Delicate, and highly articulated, the subject comprises many motives, pauses, flourishes and a variety of rhythms. Altschuler would call this a multi-thematic subject in that it has many ideas. Spanning a not so unusual four measures is a series of 55 notes. Taken at an adagio tempo, the subject is indeed one of the longest you will find. You many notice that subsequent subject entries seem to grow longer as they continue beyond the ending of the first entry, several of them consistently adding two additional measures that extend the melodic coherence of the subject. The subject's initial motive is bounded by the first dotted half note and the subsequent half note, both B flats.

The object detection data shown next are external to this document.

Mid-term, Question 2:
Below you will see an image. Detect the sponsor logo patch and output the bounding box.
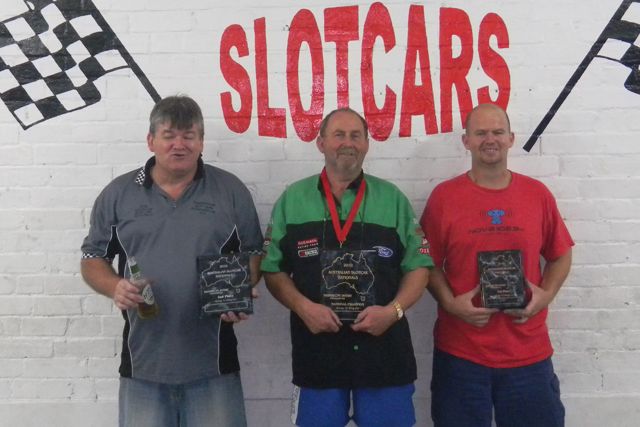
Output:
[374,246,393,258]
[298,248,320,258]
[297,237,320,258]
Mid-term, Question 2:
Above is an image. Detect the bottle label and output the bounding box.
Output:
[142,284,156,305]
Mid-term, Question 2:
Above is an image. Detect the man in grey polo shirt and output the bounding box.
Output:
[81,96,262,427]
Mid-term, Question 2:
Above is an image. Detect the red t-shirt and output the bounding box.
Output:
[420,172,574,368]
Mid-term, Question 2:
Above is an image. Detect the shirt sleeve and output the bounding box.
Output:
[81,185,120,262]
[397,193,433,273]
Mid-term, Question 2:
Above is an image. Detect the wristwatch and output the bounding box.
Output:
[391,301,404,320]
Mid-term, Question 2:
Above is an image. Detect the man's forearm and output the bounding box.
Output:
[540,249,572,304]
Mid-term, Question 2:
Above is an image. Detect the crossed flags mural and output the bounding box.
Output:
[523,0,640,151]
[0,0,160,129]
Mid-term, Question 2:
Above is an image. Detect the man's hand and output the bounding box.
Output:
[296,300,342,334]
[443,285,499,328]
[351,305,397,337]
[504,280,555,323]
[113,279,144,310]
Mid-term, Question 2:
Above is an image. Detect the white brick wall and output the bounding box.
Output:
[0,0,640,427]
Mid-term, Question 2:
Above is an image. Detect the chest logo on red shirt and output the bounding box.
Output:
[487,209,504,225]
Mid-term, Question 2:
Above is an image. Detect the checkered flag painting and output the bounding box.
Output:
[0,0,160,129]
[523,0,640,151]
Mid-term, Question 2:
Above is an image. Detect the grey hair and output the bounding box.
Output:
[149,95,204,138]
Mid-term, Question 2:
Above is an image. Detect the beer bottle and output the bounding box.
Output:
[128,257,159,319]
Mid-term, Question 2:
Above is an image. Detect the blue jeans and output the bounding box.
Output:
[291,384,416,427]
[431,349,564,427]
[119,372,247,427]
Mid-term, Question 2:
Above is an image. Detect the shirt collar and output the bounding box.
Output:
[135,155,204,188]
[318,170,364,194]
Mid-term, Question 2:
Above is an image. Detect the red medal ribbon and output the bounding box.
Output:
[320,168,367,247]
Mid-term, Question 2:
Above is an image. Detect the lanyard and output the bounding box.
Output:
[320,169,367,247]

The motive is unmistakable with its long first note, the gentle motion of the triplets, the faster trill and the return to the starting note. It is essentially but one note, a fluttering departure, and a return to that one note. While the beginning of every subject entry is recognizable for this signature, not every occurrence of this motive is a complete subject entry. There are at least 6 instances of this or a part of this motive without the ensuing subject running to completion.

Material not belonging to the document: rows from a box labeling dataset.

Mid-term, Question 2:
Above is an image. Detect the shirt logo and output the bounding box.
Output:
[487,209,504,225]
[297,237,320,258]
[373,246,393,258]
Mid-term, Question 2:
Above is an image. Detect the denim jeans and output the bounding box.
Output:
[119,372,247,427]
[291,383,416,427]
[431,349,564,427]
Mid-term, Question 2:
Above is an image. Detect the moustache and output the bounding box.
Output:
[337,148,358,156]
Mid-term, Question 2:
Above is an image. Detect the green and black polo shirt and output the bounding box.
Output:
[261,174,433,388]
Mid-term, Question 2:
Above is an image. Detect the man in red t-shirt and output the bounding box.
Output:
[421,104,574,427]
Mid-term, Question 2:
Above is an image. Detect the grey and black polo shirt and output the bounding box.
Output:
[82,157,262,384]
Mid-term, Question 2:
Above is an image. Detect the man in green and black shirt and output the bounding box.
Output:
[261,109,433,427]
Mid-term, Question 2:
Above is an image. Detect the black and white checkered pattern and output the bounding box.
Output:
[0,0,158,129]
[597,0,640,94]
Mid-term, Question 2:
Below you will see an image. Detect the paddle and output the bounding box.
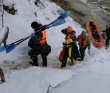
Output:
[6,11,71,53]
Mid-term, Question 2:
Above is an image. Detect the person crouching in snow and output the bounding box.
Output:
[28,22,48,67]
[58,26,79,69]
[76,31,91,61]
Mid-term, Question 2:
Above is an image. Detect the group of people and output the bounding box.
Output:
[89,22,110,49]
[28,21,91,69]
[58,26,91,69]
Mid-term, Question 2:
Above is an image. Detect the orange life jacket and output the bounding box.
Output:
[65,32,76,39]
[36,30,46,45]
[79,35,88,46]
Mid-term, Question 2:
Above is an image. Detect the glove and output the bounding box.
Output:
[31,33,35,37]
[99,31,104,35]
[63,41,66,45]
[88,49,90,54]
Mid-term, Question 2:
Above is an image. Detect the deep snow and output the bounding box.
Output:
[0,0,110,93]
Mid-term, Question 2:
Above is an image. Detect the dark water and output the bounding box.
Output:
[67,0,110,29]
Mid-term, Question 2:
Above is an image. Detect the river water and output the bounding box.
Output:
[67,0,110,29]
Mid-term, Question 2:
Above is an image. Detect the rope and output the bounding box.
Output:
[0,47,62,66]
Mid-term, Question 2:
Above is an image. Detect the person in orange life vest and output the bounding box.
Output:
[58,26,79,69]
[89,22,99,41]
[102,25,110,49]
[76,31,91,61]
[28,21,47,67]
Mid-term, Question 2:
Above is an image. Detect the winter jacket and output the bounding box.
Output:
[28,23,47,56]
[76,35,91,49]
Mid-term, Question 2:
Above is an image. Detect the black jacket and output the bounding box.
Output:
[103,27,110,37]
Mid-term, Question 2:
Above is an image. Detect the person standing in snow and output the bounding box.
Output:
[28,21,48,67]
[0,26,9,48]
[58,26,79,69]
[76,31,91,61]
[102,25,110,48]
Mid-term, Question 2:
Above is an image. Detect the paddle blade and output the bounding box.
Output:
[57,11,71,19]
[49,19,66,28]
[0,44,10,52]
[6,44,17,53]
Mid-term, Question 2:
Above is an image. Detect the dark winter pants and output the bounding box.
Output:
[61,48,69,67]
[61,46,79,67]
[105,36,110,47]
[79,47,87,60]
[28,38,47,66]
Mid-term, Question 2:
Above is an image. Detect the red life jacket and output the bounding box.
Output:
[79,35,88,46]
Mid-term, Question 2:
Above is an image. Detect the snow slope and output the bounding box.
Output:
[0,0,110,93]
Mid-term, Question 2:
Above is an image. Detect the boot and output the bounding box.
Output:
[41,54,47,67]
[69,59,76,65]
[30,57,38,66]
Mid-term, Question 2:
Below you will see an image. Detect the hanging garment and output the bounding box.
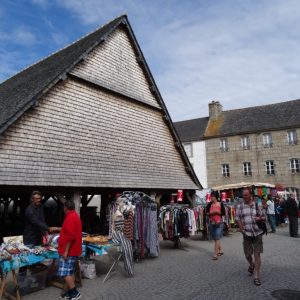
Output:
[112,220,133,276]
[124,211,134,241]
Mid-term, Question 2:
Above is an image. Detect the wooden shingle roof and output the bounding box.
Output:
[0,15,201,189]
[0,16,126,134]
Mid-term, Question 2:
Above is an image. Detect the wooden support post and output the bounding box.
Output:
[71,191,81,215]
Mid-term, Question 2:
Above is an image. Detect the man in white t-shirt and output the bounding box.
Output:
[266,195,276,233]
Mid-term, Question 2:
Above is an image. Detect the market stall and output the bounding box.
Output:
[0,235,113,300]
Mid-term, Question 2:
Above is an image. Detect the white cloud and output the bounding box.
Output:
[12,27,36,46]
[51,32,69,47]
[31,0,49,8]
[4,0,300,120]
[54,0,300,120]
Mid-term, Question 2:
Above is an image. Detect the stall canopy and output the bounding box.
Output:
[212,182,275,191]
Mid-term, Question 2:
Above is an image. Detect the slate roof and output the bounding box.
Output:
[205,99,300,138]
[174,117,208,143]
[0,15,127,134]
[174,99,300,143]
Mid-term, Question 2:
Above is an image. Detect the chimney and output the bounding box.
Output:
[208,101,223,120]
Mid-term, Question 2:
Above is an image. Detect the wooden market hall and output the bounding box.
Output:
[0,15,201,242]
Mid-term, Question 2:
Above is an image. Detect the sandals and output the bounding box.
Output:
[248,266,254,275]
[253,278,261,286]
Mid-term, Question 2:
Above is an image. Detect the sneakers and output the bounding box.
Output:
[60,291,81,300]
[69,291,81,300]
[60,292,71,299]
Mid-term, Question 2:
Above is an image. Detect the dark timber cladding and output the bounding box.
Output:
[0,16,201,192]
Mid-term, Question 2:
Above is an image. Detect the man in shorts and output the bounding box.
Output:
[236,189,266,285]
[57,200,82,300]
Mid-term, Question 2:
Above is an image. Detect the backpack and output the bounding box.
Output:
[255,203,268,235]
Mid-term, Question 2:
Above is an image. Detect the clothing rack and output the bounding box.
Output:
[108,191,159,259]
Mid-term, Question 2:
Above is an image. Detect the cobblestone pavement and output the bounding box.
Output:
[23,228,300,300]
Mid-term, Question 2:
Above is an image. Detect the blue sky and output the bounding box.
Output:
[0,0,300,121]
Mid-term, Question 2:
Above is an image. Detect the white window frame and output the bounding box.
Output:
[290,158,300,173]
[243,161,252,176]
[221,164,230,177]
[220,138,228,152]
[241,135,250,150]
[183,143,193,158]
[265,160,275,175]
[287,130,298,145]
[263,132,273,148]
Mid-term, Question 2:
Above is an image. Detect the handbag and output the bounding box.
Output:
[210,220,222,228]
[255,203,268,235]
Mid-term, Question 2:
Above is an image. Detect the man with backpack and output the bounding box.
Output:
[236,188,266,286]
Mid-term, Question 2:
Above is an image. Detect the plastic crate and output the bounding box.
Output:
[18,270,47,295]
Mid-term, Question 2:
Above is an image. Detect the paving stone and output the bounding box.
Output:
[23,223,300,300]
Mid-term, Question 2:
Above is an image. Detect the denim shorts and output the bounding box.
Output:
[208,222,223,240]
[57,256,78,277]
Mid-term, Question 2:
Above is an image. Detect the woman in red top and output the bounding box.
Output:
[57,200,82,300]
[206,191,225,260]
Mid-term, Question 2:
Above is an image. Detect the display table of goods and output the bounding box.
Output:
[0,234,112,299]
[82,235,112,255]
[0,242,58,300]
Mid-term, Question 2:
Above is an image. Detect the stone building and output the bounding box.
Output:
[0,16,201,237]
[175,100,300,197]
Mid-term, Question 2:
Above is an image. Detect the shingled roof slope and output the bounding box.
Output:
[174,117,208,143]
[0,15,127,134]
[205,99,300,137]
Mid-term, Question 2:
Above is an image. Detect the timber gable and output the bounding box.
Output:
[0,16,201,189]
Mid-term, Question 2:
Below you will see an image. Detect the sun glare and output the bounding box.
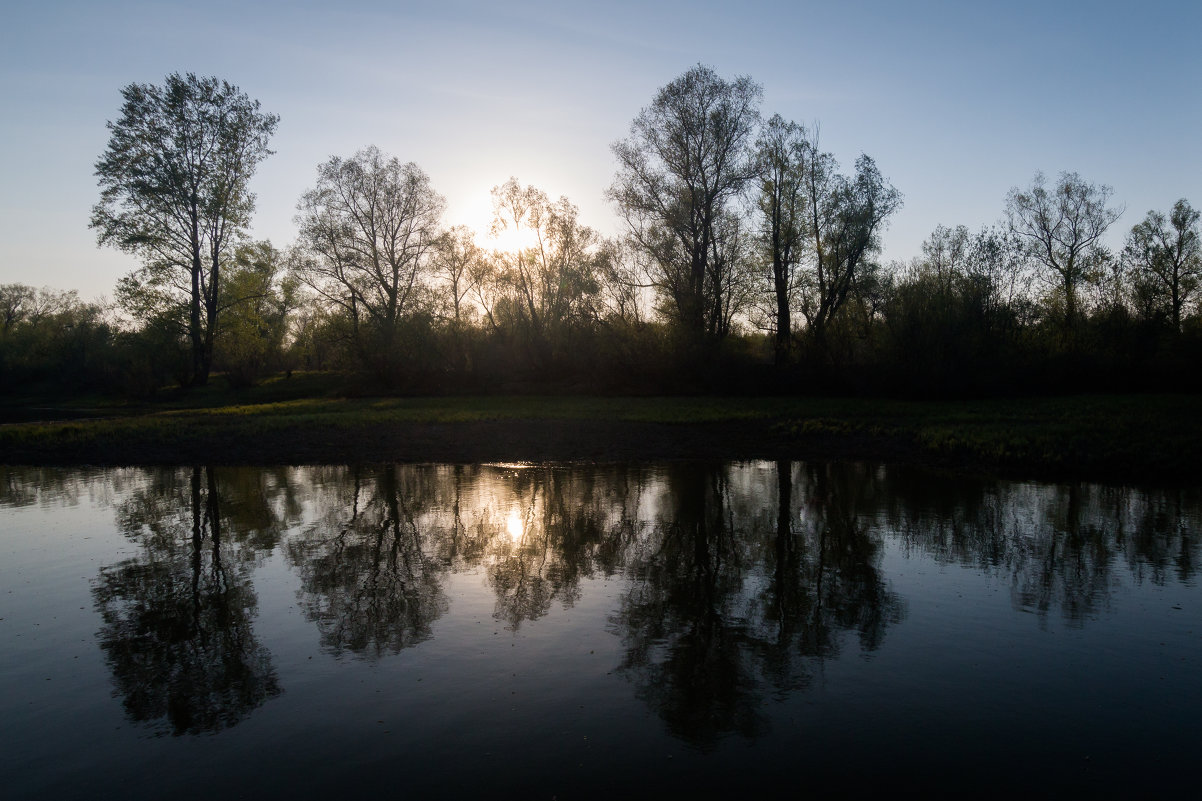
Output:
[476,226,538,253]
[505,509,525,542]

There are at least two countersubjects in this fugue. Just like the subject, they are long, multi-thematic, sinuous and flickering with the same, exotic, dreamy darkness. The pauses and flourishes of subject and the countersubjects are interleaved so that while one rests (suspended), the others come alive. The active motion and the focus of attention shifts between them, back and forth, over a long period of sustained awareness required to follow each line to completion. At a slow tempo, the effect is amazing: it almost seems that there is no beginning or end to the long lines of song that interweave like a braid, like a quiet but eloquent conversation among ethereal souls, calls and responses from a completely different plane of temporal existence. With its tremendous sense of space and time, the contrapuntal texture in this fugue is loose and transparent, each voice a clear and distinctive etching.
At the ending of the fugue, the late, dark, romantic night softens into the gentle brightness of dawn. The minor turns to major in the end, as many Baroque compositions in a minor key did (e.g. Picardy third), but Shostakovich gives us much more than a final chord or two: a six measure coda with three occurrences of the subject's initial motive in the lowest voice and a delicate winding down of the other two voices.